Maar het gebrek aan topsnelheid is niet het enige zwakke punt van de AMR25! Wat inmiddels duidelijk naar voren komt, is dat de auto een zwakke voorkant heeft en dus te veel onderstuur heeft. Tegelijkertijd slaagt hij er ook niet in om de achterbanden thermisch efficiënt te beheren.
Hoge bandenslijtage als extra zwakte
Daar komt nog een gebrek aan aerodynamische efficiëntie bij, wat Aston Martin dubbel treft: de auto is traag op de rechte stukken, maar het team kan ook niet zomaar de downforce verminderen om sneller te worden, omdat de auto dan meer zou slippen en de bandenslijtage nog groter zou worden.
Vooral omdat bandenslijtage sowieso als een zwak punt van de AMR25 wordt beschouwd. “In de kwalificatie heb je altijd nieuwe banden. Daardoor worden veel problemen verborgen, niet alleen bij ons, maar bij alle auto’s”, legt Aston Martin-teambaas Mike Krack uit. Zodra de banden ouder worden, komt de zwakte van de AMR25 aan het licht.
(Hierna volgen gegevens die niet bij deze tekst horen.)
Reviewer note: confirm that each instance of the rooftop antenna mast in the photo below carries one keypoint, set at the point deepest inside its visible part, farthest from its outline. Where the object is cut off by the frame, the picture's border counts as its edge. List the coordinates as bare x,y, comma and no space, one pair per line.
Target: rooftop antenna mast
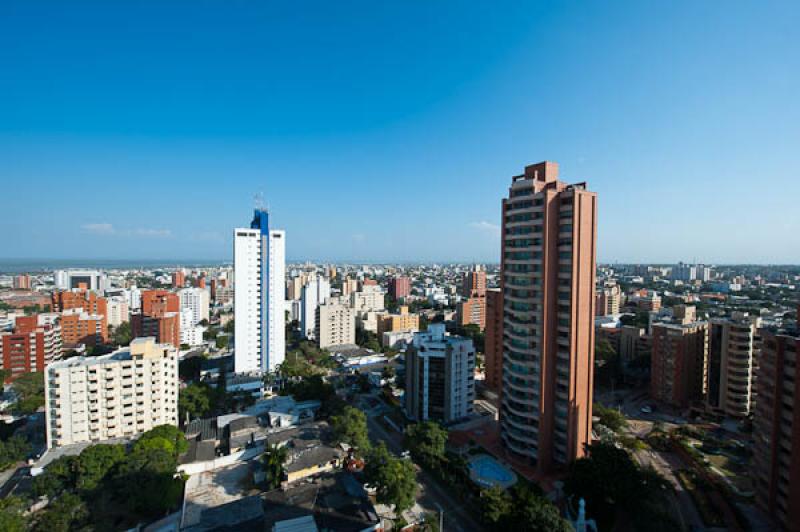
258,199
Een truc waarmee Aston Martin dit nadeel probeert te compenseren, is het zogenaamde “scrubbing” van de banden. Hierbij worden de banden tijdens de training kort op temperatuur gebracht en vervolgens weer afgekoeld. Deze warmtecyclus verandert de visco-elastische eigenschappen van het rubber.
Dit moet de banden minder gevoelig maken voor graining en thermische degradatie. De maximale grip is weliswaar iets minder, maar de periode waarin de band dicht bij zijn maximale prestaties werkt, wordt verlengd.
Aston Martin: bandenstrategie is niet het probleem
Jun Matsuzaki, de hoofdbandenexpert bij Aston Martin, wordt al vele jaren beschouwd als een sleutelfiguur in het team. Hij was al aan boord bij Force India en hielp Sergio Perez daar om een echte “bandenfluisteraar” te worden. Daarvoor werkte Matsuzaki bij Bridgestone.
Hij was ook degene die in 2013 als eerste ontdekte dat de achterbanden van Pirelli langer meegingen als ze in tegenstelling tot de voorgeschreven rijrichting werden gemonteerd. Het is daarom onwaarschijnlijk dat het prestatieverlies van Aston Martin te wijten is aan een gebrekkige bandenstrategie op het circuit.
De oorzaak ligt veeleer in de mechanische constructie en de aerodynamische vormgeving van de AMR25. Alonso heeft er in ieder geval vertrouwen in dat Aston Martin het probleem inmiddels onder controle heeft: “Ik denk dat we nu weten wat er aan de hand is …”
Zullen de updates eindelijk effect hebben?
Het is nu alleen nog te hopen dat de komende upgrades ook effect hebben. Tot nu toe hebben de verbeteringen namelijk niet de verhoopte prestatieverbetering opgeleverd, waarbij de huidige AMR25 nog uit de ontwikkelingsfase onder het vorige technische management stamt.
In Imola werd voor het eerst een updatepakket gebruikt, inclusief een nieuwe onderkant en een herzien carrosserieontwerp, dat volledig onder de nieuwe teamleiding is ontwikkeld. Het was ook het eerste pakket dat met behulp van de nieuwe windtunnel werd ontwikkeld.
Hoewel nooit verwacht werd dat dit pakket een halve seconde per ronde zou opleveren, omschreef CEO en teambaas Andy Cowell de update als een soort laboratoriumtest om de nieuwe tools en processen op hun belastbaarheid te testen. En dat lijkt in ieder geval gedeeltelijk gelukt te zijn.